County’s Downtown Homeless Resource Center Faces $3.3 Million Funding Gap Next Year

County officials say they’ll have to find the funding or reduce services next year at the center, which is only a year old.

FENCED: Darcelle XV Plaza, under renovation, sits one block south of the Behavioral Health Resource Center. (Michael Raines)

The Behavioral Health Resource Center in downtown Portland, opened by Multnomah County one year ago, is facing a $3.3 million funding gap next fiscal year, WW has learned.

The downtown center opened in December 2022, offering homeless Portlanders respite from the weather, showers and laundry services, and information about behavioral health assistance, should they seek it.

But one year in, the center has drawn blowback from downtown business owners, developers and even Portland Mayor Ted Wheeler. (Wheeler wrote in a text this fall to his chief of police, obtained by WW: “Is there any proof that this facility is actually helping anybody? How on earth could people be receiving meaningful treatment in a facility that has drug dealers outside 24 seven.”) It also had to shut down for a month after the county launched an investigation into allegations that contractors inside the building were having sex with one another and harboring drugs.

Its latest trouble: The center doesn’t have enough money to support all the services it offers.

The projected funding gap is not dissimilar to shortfalls the center has experienced in its first and second years’ budgets, but in years past the county has found contingency plans to buoy the center’s operations, which this year will cost $9.9 million. In its first year of operation, the county had applied for Measure 110 funds, which flow through the Oregon Health Authority. The state did not grant the county that money, leaving the county bristling at the state’s decision-making process. In the current fiscal year, the county was able to fund the center from its general budget.
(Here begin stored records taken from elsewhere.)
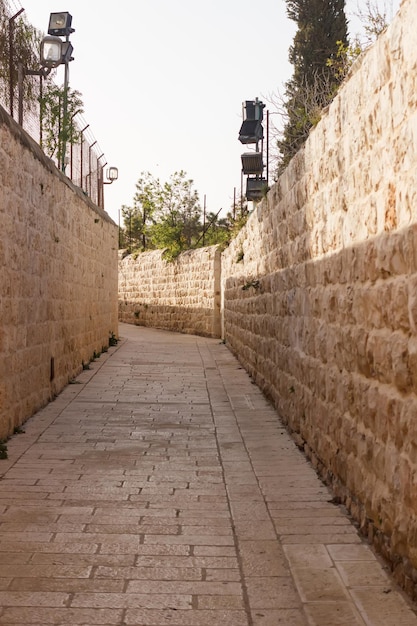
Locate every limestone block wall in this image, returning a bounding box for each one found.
[222,0,417,597]
[0,107,118,439]
[119,246,220,337]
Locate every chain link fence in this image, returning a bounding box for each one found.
[0,0,106,208]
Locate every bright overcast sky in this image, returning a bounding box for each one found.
[22,0,396,222]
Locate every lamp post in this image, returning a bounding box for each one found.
[41,12,75,172]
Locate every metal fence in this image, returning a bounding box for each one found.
[0,0,106,207]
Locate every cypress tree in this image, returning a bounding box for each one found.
[278,0,348,170]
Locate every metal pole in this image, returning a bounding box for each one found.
[17,63,25,126]
[266,111,269,187]
[61,52,69,172]
[203,194,206,246]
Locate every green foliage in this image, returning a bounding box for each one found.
[39,83,84,164]
[119,170,247,260]
[0,0,42,110]
[278,0,347,170]
[327,40,362,81]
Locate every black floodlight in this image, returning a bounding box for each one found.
[103,167,119,185]
[239,120,264,144]
[246,178,268,202]
[239,98,265,144]
[48,12,74,37]
[241,152,264,175]
[41,35,62,68]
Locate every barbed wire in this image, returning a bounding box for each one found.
[0,0,106,207]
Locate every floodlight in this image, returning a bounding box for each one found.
[48,12,74,37]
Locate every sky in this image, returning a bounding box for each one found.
[21,0,400,223]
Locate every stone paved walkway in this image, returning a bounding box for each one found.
[0,325,417,626]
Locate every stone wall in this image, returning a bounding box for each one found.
[222,0,417,597]
[119,246,220,337]
[0,107,118,439]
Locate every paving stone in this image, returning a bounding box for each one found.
[0,325,417,626]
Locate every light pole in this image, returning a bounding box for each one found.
[41,12,75,172]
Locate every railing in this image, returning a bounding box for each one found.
[0,0,106,207]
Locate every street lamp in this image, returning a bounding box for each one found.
[40,11,75,172]
[103,167,119,185]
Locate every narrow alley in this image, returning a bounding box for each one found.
[0,324,417,626]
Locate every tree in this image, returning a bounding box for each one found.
[122,170,201,258]
[150,170,202,258]
[278,0,348,169]
[39,83,83,165]
[0,0,42,113]
[122,172,161,252]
But costs for the center’s operations will have grown by next summer, when the next fiscal year begins; that’s because all of the center’s services will be available by then. The center includes a 19-bed residential program on the fourth floor and a 33-bed overnight shelter on the third floor.

County officials say next year’s funding gap is due to an “issue related to one-time-only funds from our partners at the state.” It’s unclear which state funds the county believes may be “unavailable” for the BHRC next year. But chief budget officer Christian Elkin told the Multnomah County Board of Commissioners at last week’s briefing that the jeopardized funds flow through the Oregon Health Authority.

“In a lot of these programs, we’re in partnership with the state. We need to make assumptions about their commitments based on what they’re telling us,” Elkin said last week. “The piece that is still one time only in nature and presenting a risk for us is the funding from the Oregon Health Authority. We hope we can continue to negotiate with our partners and they’ll see the value and really find the funds for these really important programs, but we would not be doing our job as the [Multnomah County] Budget Office if we weren’t raising where some of these bigger risks and uncertainty are around some of these funding sources.”

County spokesman Ryan Yambra says that if the county doesn’t find $3.3 million in funding, the BHRC will be forced to reduce its services.

County officials tell WW they are currently in conversations with their partners “to bridge the gap before the adoption of the next budget” but declined to say who those parties were. “We’re not ready to publicly disclose the parties that we’re communicating with, but we’ll share more information as soon as we’re able,” Yambra says.

For those who do use the downtown center, Yambra says, the resource is a critical one. “The BHRC provides resources that previously didn’t exist for a population that desperately needs them. Since opening, the program has recorded more than 35,000 visits,” Yambra says. “That’s thousands of people who are accessing restrooms, getting a shower, eating a meal, or connecting with a peer counselor.”